II. Exam: General (normal term newborn findings)
- Appearance
- With stimulation, a vigorously Crying Infant with pink skin, and moving all extremities equally (or resting them in flexion)
-
Vital Signs
- See Pediatric Vital Signs
- See Newborn Pulse Oximetry Screening for Congenital Heart Disease (performed at 24 hours of life prior to discharge)
- Temperature: 36.5 to 38.0 C (97.7 to 100.4 F)
- Blood Pressure: 75-95/37-55 mmHg
- Heart Rate: 110 to 160 beats/minute
- Respiratory Rate: 40-60 breaths/minute
- Measurements
- Weight - Females
- Mean: 3.5 kg (7 lb 12 oz)
- Range: 2.8 to 4.0 kg (6 lb 3 oz to 8 lb 14 oz)
- Weight - Males
- Mean: 3.6 kg (8 lb 0 oz)
- Range: 2.9 to 4.2 kg (6 lb 7 oz to 9 lb 5 oz)
- Length
- Mean: 51 cm (20 in)
- Range: 48 to 53 cm (19 to 21 in)
- Head Circumference:
- Mean: 35 cm (14 in)
- Range: 33 to 37 cm (13 to 15 in)
- Weight - Females
-
Gestational age assessment
- See Newborn Gestational Age Exam (New Ballard Score, Dubowitz Exam)
- Small for Gestational Age or IUGR (<10th percentile)
- Symmetric Intrauterine Growth Retardation
- All measurements (height, weight and Head Circumference) are Small for Gestational Age
- Associated with longterm in utero exposure or condition (e.g. maternal drug use, TORCH Virus)
- Asymmetric Intrauterine Growth Retardation
- Low birth weight for Gestational age, but Head Circumference is spared
- Associated with late pregnancy condition (e.g. late pregnancy conditions)

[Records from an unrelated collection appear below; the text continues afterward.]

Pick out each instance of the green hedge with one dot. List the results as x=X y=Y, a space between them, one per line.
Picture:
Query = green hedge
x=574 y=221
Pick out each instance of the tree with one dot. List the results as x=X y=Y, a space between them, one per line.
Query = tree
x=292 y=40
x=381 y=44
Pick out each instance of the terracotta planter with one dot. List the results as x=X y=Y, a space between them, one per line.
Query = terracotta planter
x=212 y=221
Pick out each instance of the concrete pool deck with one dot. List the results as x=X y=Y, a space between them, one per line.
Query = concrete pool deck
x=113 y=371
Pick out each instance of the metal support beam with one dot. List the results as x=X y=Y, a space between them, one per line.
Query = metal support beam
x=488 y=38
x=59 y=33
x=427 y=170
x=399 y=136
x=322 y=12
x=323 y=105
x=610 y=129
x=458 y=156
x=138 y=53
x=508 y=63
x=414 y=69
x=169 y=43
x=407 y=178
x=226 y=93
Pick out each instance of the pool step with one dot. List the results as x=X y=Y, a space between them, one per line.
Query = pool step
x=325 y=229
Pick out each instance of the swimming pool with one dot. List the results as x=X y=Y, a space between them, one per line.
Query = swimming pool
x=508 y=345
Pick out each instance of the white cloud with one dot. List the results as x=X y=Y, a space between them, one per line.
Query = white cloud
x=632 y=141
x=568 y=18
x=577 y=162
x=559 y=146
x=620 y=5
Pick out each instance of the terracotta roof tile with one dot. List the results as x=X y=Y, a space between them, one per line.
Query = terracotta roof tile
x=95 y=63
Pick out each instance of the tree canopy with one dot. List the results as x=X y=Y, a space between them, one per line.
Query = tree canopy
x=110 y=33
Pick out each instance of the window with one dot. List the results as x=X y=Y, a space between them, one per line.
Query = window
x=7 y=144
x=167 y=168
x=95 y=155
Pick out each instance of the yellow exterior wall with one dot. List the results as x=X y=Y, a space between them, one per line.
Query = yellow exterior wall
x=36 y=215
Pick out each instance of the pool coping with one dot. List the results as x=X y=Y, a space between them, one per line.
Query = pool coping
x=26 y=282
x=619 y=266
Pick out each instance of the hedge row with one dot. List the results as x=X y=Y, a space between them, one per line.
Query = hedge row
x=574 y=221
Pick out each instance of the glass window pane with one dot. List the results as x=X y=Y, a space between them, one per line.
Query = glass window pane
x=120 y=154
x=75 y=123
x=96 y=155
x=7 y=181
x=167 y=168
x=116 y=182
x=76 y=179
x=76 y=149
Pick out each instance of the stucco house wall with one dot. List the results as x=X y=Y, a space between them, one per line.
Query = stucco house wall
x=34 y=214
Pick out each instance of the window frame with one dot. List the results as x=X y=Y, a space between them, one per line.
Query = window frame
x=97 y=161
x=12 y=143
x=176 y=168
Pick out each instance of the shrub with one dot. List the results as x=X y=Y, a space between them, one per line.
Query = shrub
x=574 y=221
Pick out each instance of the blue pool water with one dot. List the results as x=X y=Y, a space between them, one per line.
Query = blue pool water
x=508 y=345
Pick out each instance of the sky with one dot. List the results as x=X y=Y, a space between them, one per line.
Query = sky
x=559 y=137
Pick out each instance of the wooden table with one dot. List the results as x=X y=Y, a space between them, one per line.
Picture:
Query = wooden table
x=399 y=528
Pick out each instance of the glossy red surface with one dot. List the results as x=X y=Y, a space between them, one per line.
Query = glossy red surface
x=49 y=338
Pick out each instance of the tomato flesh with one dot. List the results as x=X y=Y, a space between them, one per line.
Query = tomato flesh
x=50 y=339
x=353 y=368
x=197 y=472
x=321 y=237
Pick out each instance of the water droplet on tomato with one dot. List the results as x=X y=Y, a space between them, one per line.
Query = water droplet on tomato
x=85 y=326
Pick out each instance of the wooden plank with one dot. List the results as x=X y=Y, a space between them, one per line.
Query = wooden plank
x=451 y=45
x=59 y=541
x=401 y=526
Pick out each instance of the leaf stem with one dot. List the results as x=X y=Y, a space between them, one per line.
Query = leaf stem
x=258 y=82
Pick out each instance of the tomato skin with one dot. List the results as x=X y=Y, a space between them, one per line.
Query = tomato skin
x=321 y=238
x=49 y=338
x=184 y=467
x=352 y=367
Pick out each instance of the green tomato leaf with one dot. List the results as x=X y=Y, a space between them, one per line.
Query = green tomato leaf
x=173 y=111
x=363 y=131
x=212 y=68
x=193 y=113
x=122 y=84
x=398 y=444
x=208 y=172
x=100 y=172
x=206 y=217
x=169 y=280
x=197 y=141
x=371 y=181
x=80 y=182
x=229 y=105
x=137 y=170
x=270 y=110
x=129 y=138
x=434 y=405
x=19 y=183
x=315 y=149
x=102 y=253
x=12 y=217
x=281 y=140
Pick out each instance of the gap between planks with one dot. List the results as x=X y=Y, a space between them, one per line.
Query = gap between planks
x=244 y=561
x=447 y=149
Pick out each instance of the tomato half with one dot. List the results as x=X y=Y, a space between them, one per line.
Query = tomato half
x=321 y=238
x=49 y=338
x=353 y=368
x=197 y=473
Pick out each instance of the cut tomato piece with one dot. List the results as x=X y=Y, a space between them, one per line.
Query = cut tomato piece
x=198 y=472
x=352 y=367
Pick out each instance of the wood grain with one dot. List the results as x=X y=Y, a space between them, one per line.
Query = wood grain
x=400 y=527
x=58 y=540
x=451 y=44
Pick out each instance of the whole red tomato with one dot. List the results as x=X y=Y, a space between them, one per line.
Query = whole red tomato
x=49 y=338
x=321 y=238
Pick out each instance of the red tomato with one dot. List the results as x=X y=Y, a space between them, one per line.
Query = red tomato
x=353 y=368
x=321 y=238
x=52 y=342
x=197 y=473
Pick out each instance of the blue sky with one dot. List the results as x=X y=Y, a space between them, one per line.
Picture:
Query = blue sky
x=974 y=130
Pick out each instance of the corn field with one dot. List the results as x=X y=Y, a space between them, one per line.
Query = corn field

- Symmetric Intrauterine Growth Retardation
- Large for Gestational Age or Fetal Macrosomia (>90th percentile)
- Most commonly associated with maternal Diabetes Mellitus
- Other conditions including genetic disorders can also result in Fetal Macrosomia
III. Exam: Head
- See Newborn Head and Neck Exam
- Scalp swelling
- Normal
- Scalp Molding (Over-riding of cranial bones and resolving over first 5 days)
- Vacuum Caput (associated with vacuum extractor use)
- Caput Succedaneum (scalp swelling limited by Suture lines, and resolving within 48 hours)
- Cephalohematoma (scalp Hematoma limited by Suture lines, developing over days and resolving within months)
- Abnormal
- Subgaleal Hemorrhage (deep scalp Hematoma that crosses midline and Suture lines, risk of Hemorrhagic Shock)
- Encephalocele or Meningocele (midline swelling)
- Normal
-
Fontanelle
- Fontanelle should be soft, not sunken (e.g. Dehydration), and not bulging (e.g. Increased Intracranial Pressure)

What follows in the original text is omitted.